En effet, comme on l'a fait remarquer hier soir, ce sont 730 477 votes de moins qu'en 2007 qui ont été exprimés. Le Parti Libéral du Québec a obtenu 49 137 voix de plus et le Parti Québécois 13 639 voix de plus (toute une renaissance!). Malgré l'élection de Khadir, Québec Solidaire a perdu 21 357 voix et le Parti Vert 82 200 voix. Bref, on a au moins le droit de soupçonner que les abstentionnistes avaient voté en grande partie pour l'ADQ et les deux petits partis en 2008.
Ceci suggère qu'il existe une réserve substantielle de votes pour un parti capable d'offrir un programme plus inclusif et plus à l'écoute des nouvelles forces du Québec. Car, si l'analyse initiale suggère une désaffection du vote adéquiste, un second regard suggère surtout une désaffection du vote urbain, en particulier montréalais.
Taux de participation provincial : 57.33%
Moyenne des taux de participation dans les villes du Québec, selon mon propre calcul qui retient les villes québécoises parmi les 100 plus peuplées au Canada et les circonscriptions associées : 55.54%
Moyenne des taux de participation sur l'île de Montréal, selon mon propre calcul : 48.89%
Certes, les jeunes sont souvent plus nombreux dans les villes et dans certains centre-villes, mais ils ne sont pas les seuls. Les souverainistes québécois fantasment toujours au sujet du « vote ethnique », mais ce vote semble s'exprimer beaucoup moins lourdement qu'ils le croient. Pourquoi?

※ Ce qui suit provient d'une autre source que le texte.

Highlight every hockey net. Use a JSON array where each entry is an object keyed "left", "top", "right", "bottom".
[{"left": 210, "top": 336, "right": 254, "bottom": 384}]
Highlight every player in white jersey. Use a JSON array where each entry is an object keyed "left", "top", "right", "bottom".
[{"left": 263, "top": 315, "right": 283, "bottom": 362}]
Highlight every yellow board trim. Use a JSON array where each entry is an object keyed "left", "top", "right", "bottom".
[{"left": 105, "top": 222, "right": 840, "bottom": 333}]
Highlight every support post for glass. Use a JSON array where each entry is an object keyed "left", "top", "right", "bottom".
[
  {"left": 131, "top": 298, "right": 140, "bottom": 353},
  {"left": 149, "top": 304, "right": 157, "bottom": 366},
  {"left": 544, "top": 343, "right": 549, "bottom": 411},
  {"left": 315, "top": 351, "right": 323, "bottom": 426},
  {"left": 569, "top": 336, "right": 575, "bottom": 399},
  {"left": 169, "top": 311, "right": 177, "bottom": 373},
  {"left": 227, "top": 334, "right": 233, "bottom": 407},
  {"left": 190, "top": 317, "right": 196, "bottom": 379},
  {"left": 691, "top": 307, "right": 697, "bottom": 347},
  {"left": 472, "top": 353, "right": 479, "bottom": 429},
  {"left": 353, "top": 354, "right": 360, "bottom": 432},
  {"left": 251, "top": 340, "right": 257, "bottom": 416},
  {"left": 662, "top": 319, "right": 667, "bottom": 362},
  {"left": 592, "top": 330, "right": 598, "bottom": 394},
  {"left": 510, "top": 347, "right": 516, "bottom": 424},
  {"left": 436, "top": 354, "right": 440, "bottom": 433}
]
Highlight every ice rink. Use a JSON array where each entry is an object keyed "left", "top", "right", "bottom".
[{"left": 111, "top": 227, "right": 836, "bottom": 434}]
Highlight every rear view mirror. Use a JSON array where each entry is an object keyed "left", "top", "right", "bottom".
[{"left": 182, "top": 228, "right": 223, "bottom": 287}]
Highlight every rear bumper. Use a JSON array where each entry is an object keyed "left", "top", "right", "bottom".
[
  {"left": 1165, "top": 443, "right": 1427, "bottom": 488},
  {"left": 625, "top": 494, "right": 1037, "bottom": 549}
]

Selon ce site (.PDF), les immigrants représentaient 9,9% de la population québécoise en 2001 et les minorités visibles représentaient 6,9% de la population. Ces deux chiffres ne se confondent pas entièrement mais doivent s'additionner au moins en partie. Or, chez les nouveaux élus, si je cherche des représentants des nouveaux immigrants et des minorités visibles, je ne vois guère qu'Amir Khadir, Maka Kotto, Fatima Houda-Pépin, Emmanuel Dubourg, Yolande James et Sam Hamad, soit 5% de l'Assemblée nationale. Ce n'est pas tant un problème de sous-représentation humaine (car la participation dans les circonscriptions correspondantes a généralement été au-dessous de la moyenne provinciale) que de sous-représentation des priorités de cette population urbaine dans les programmes politiques, encore dominés par les besoins des circonscriptions rurales qui, rappelons-le encore, sont souvent sur-représentées.
Bref, j'ai l'impression que la piètre participation signifie surtout que le Québec attend son Obama...

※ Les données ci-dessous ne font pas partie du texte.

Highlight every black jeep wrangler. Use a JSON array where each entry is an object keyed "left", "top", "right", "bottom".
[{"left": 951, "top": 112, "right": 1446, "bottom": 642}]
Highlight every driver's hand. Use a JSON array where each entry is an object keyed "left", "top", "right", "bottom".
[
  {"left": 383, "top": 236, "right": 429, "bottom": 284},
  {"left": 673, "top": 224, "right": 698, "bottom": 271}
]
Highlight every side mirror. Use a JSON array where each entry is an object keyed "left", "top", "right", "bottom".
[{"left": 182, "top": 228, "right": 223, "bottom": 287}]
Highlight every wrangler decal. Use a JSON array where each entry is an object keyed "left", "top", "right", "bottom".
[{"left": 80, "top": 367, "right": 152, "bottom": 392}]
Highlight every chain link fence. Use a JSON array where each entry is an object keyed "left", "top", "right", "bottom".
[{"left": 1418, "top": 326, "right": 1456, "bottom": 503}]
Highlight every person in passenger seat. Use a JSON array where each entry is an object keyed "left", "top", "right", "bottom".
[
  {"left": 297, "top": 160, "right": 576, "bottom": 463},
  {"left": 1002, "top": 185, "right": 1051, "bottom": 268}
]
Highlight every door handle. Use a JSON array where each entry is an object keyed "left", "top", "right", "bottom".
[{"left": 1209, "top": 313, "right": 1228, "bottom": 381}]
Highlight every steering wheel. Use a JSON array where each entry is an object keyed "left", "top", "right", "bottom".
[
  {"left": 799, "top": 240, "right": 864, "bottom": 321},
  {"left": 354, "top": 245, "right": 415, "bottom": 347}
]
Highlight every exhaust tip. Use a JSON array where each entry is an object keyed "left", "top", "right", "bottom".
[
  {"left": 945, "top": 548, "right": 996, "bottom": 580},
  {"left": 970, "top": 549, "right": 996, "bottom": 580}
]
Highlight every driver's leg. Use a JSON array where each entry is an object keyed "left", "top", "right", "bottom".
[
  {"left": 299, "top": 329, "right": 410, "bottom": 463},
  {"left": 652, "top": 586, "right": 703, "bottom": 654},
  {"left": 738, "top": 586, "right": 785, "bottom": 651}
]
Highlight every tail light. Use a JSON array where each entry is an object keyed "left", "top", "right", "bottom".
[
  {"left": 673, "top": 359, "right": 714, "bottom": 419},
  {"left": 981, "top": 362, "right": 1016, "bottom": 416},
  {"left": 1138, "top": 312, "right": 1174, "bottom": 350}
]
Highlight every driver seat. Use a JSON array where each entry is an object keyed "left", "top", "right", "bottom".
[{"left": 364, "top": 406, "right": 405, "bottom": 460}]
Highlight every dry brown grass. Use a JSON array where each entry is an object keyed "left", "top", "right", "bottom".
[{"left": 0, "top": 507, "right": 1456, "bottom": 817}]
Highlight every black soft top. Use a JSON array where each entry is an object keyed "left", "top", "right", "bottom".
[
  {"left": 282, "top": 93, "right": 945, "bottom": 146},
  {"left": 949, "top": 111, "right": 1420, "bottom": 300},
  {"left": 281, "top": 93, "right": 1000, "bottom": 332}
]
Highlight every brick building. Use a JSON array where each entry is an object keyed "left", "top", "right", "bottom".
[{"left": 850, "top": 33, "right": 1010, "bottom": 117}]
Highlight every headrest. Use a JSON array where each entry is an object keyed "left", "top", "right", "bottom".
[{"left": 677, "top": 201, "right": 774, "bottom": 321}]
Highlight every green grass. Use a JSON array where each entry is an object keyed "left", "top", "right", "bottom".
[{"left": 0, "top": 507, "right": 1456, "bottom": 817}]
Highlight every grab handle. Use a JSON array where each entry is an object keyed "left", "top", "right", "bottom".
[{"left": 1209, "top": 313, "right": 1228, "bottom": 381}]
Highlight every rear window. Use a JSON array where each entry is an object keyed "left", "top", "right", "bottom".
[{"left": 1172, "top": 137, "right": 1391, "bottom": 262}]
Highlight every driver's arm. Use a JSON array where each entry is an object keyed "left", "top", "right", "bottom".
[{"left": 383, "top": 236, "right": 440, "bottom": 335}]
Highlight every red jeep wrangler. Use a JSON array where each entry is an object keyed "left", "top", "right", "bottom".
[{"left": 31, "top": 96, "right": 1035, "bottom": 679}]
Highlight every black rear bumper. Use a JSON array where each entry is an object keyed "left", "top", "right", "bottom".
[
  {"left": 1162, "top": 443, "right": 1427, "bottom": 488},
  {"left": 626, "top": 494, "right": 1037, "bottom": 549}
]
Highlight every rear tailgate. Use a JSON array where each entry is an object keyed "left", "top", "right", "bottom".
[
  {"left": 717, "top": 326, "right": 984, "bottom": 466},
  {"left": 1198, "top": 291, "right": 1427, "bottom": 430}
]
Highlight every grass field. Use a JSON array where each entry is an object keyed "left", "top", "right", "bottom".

En effet, de tous les chefs (ou porte-parole) de parti, c'est Mario Dumont (né en 1970) qui se retire, et non Guy Rainville (né en 1963), Amir Khadir (né en 1961), Jean Charest (né en 1958), Pauline Marois (né en 1949) ou Françoise David (né en 1948)... Bref, avec le départ de Dumont, toutes les directions de partis provinciaux restent entre les mains des baby-boomers. Certes, contrairement à Dumont, Khadir est un visage neuf et non une vieille godasse, mais s'il est traité avec une telle complaisance, c'est peut-être parce qu'il incarne des idées de gauche familières aux têtes vieillissantes qui dominent les médias et dont a vu la nostalgie soixante-huitarde cette année.
Bref, le renouvellement se fait attendre et il ne faudrait pas s'étonner qu'une partie grandissante de la population (comme à Montréal-Nord) se sente déconnectée d'une société qui les ignore. Si la baisse de la participation électorale hier correspond à une désaffection des jeunes électeurs adéquistes de la dernière fois, c'est peut-être parce que, une fois l'ADQ éliminée pour cause d'impéritie, ils ne se retrouvaient pas dans les autres partis.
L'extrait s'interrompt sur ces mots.